Em uma atitude completamente fora do comum e totalmente selvagem, as pessoas ameaçaram agredir e causaram o terror na casa da família da candidata derrotada. Fogos de artifício, ovos e pedras foram disparados contra a residência da candidata que obteve apenas 403 votos de um total de cerca de 5,5 mil eleitores e ficou com a última colocação entre os três candidatos que disputavam a prefeitura da cidade de 5,9 mil habitantes.
Pneus foram queimados, pedras e ovos arremessados na casa de Silvanir e os manifestantes ameaçavam atear fogo na casa, que teve vidros quebrados.
Vizinhos e familiares da moradora desesperados com a ação pediam socorro a todo tempo, dezenas de ligações de socorro foram feitas para polícia, que segundo informações, com apenas quatro homens não conseguiam conter a fúria dos terroristas.

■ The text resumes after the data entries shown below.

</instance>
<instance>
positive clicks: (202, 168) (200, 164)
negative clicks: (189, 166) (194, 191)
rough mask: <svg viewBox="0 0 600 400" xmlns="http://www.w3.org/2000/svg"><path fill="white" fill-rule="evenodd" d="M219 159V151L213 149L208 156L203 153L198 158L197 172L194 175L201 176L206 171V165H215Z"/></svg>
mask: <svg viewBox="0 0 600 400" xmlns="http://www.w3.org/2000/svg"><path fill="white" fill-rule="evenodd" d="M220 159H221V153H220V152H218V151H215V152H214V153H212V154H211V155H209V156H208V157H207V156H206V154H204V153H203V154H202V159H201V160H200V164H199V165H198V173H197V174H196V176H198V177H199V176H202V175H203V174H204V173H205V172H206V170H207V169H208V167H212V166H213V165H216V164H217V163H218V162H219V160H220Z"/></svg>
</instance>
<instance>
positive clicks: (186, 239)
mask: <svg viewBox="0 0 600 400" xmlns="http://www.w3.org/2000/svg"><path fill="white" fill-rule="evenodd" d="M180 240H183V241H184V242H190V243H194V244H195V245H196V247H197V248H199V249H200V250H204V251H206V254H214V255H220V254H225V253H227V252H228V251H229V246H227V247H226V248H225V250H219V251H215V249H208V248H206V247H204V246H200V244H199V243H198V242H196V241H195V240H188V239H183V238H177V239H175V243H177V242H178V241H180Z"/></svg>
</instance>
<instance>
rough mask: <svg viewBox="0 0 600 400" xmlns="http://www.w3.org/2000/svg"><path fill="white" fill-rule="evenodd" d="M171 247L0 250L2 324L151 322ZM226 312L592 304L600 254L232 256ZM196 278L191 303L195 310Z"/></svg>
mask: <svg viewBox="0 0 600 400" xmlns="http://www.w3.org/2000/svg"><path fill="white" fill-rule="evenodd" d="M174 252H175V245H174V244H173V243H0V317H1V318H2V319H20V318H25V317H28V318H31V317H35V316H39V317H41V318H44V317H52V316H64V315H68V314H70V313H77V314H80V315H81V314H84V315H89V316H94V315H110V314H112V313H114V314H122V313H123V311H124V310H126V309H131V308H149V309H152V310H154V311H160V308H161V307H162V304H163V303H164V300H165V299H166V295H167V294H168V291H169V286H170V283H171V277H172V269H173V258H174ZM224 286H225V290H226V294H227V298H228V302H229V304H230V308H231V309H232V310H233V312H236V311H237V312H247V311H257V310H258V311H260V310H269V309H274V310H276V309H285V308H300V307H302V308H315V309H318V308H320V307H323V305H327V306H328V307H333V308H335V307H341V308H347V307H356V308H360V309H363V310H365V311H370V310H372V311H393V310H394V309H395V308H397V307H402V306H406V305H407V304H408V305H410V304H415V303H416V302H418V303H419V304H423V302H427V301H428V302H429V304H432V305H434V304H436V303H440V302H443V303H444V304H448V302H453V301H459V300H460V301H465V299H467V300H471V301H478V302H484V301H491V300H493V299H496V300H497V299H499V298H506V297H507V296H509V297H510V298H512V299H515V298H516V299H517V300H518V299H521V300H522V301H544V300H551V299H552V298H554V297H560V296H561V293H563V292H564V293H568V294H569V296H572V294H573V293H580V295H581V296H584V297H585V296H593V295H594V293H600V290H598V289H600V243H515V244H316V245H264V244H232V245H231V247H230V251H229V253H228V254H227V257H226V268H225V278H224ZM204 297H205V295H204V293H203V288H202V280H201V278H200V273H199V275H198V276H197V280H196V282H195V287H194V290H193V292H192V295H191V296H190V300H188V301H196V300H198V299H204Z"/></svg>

A enfermeira, o marido e uma filha permaneceram refugiados no interior do imóvel até a chegada de soldados do Batalhão de Choque e de agentes da Polícia Federal. Dois manifestantes foram detidos e os envolvidos foram conduzidos para o 1º Distrito Policial, onde permaneceram até o início da madrugada. A Polícia Civil deve divulgar na manhã de hoje os motivos que causaram a revolta popular.
Informações de moradores que acompanharam o protesto apontam que a manifestação teria sido iniciada por candidatos ao legislativo pertencentes ao próprio partido de Silvanir.

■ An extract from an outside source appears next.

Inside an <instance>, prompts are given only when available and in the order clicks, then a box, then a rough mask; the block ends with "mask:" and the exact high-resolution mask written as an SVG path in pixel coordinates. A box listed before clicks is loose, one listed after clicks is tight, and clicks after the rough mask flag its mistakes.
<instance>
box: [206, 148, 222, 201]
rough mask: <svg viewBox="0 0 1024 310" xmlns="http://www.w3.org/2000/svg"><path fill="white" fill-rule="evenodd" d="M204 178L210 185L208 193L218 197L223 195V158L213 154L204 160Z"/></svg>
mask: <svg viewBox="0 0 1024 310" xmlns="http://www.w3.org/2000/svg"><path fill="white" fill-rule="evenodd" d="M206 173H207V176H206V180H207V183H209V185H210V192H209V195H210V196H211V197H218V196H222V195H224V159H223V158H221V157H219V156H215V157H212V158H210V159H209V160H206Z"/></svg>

“Eles foram chegando, queimando bandeiras do PT e colocando fogo em pneus que foram espalhados em frente à casa dela. Em minutos, uma fumaça cobria a cidade e, com a chegada de mais pessoas, passaram a chamá-la aos gritos de traidora e arremessar pedras, ovos e rojões contra a casa. De uma hora para outra, a rua estava lotada de pessoas que se não fosse a chegada da polícia poderiam até matá-la. Foi uma selvageria total”, contou um morador da cidade que preferiu não ter o nome revelado.

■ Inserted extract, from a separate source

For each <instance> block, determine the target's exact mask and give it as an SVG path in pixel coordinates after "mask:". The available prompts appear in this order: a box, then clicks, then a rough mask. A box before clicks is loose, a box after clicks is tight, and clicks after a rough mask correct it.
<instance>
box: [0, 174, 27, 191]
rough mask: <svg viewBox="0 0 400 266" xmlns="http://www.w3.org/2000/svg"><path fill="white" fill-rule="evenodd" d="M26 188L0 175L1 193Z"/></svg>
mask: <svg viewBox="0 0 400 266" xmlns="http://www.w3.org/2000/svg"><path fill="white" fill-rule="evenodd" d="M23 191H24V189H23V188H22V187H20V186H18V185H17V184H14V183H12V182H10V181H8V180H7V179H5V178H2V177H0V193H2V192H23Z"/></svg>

Os atos de violência só foram contidos com a chegada de soldados da tropa de choque da PM e de agentes da PF. Tiros foram disparados para o alto. Assustada a multidão recuou. O protesto iniciado por volta das 18h30 só foi contido totalmente por volta das 23h30.
Motivo
Ninguém soube informar o real que gerou a confusão. Levada para a delegacia para depoimentos, a enfermeira não falou com a imprensa. Policiais militares que isolaram a área e permaneceram no local, informaram que havia duas hipóteses, não confirmadas, que teriam gerado as cenas de violência.
Uma delas seria a suposta traição da candidata aos vereadores de sua coligação. Ela teria trabalhado nos últimos dias para obter votos para o prefeito eleito José Roberto Ruiz (PP) que venceu as eleições com 2.261 votos, total correspondente a 47,91% do total de votos válidos. A outra versão indica que a enfermeira teria provocado à ira dos correligionários do candidato Junão (PMDB) que conseguiu 43,55% dos eleitores, atingindo 2.055 votos. Eles teriam descoberto que Silvanir teria supostamente recebido dinheiro para apoiar Ruiz.
Silvanir que se apresentou nas eleições como “Enfermeira Silvanir” obteve 8,54% do total de votos válidos no município.